Hoe moeilijk is een afscheid waarvan je al op de hoogte bent, een afscheid opgelegd door de natuur, die ons de tijd dat we zwanger zijn voorschrijft, de tijd om de kinderen op te voeden, de tijd van leven die we hebben, en soms de tijd van de liefde. Ja, de pijn gescheiden te zijn was die nacht groter dan haar blijdschap over de ontmoeting, haar lege lichaam treurde om het verlies van de natuurlijke binding.

De moeder-dochterrelatie ligt in het verlengde van Shalevs thema. De vraag is steeds: hoe vergeven wij mensen elkaar? Willen en vooral kunnen we dat wel? Kun je je moeder vergeven voor het feit dat ze je wil beschermen? Vergeef je je dochter wanneer ze het leven niet kan dragen, of ketst dan als een boomerang je tekortschietende opvoeding terug? Vergeef je degene die je lichaam om zeep hielp, die een bom met spijkers af liet gaan terwijl jij net langs kwam? Vergeef je je echtgenoot, die niet openstaat voor je emoties? (‘We gebruiken woorden om iets te verbergen in plaats van te verduidelijken.’ ‘Dat is ongetwijfeld de opvallendste paradox van samenleven, je komt nader tot elkaar om je vervolgens van elkaar te verwijderen’.)
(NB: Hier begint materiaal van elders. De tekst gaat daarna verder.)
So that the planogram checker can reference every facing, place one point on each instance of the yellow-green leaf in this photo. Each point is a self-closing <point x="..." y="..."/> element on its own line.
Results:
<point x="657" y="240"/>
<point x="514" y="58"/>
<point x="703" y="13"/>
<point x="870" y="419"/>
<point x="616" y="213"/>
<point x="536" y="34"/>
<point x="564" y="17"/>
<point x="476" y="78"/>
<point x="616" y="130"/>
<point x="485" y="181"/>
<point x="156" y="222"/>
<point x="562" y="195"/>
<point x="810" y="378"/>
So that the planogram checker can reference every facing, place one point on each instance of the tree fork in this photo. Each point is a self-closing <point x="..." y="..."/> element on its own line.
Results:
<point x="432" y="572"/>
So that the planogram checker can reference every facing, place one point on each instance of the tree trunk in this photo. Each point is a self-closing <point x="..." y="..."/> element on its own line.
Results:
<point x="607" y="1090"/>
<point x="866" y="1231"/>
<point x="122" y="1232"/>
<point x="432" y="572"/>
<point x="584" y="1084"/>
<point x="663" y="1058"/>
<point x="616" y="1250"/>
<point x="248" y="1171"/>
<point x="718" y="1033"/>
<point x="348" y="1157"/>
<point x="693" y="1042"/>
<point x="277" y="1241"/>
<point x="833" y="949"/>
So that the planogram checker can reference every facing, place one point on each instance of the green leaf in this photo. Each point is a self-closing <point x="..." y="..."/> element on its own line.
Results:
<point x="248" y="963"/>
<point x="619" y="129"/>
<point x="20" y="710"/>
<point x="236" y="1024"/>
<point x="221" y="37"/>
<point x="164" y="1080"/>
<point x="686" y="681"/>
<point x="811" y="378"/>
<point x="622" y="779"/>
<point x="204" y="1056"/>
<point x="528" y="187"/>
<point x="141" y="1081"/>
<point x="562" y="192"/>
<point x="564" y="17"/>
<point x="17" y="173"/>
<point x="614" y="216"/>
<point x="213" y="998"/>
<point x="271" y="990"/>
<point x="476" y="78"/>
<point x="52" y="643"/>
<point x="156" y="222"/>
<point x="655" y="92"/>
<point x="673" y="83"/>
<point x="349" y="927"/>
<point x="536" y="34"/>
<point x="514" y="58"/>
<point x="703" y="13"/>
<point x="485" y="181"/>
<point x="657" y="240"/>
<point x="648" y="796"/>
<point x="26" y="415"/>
Vergeving en schuld hangen nauw samen. Niet voor niets nam Shalev een brief op, geschreven door Iris als schooldirecteur, over de Bijbelse Jozef en zijn broers. Zijn broers vernederden hem, Jozef was hun slachtoffer, maar als hij eenmaal macht heeft, vergeeft hij hen dan werkelijk, of is het schijn?

De voorwaarde voor vergeving is de erkenning van de pijn, die niet alleen ons, maar ook de ander wordt aangedaan, het vermogen het perspectief van de ander naast dat van onszelf te erkennen.

Daar begint iedere genezing, bij het universele weefsel van de mensheid als geheel. Bij verbondenheid en empathie. Bij zien wat menselijk is. Het is het verdriet van tekortschieten dat Shalev prachtig indringend openbaart in een tijd dat mededogen meer dan ooit nodig is. Het is haar kwetsbaarheid die hoop geeft.

Fleur Speet is literair recensent. Ze schrijft onder meer voor De Morgen.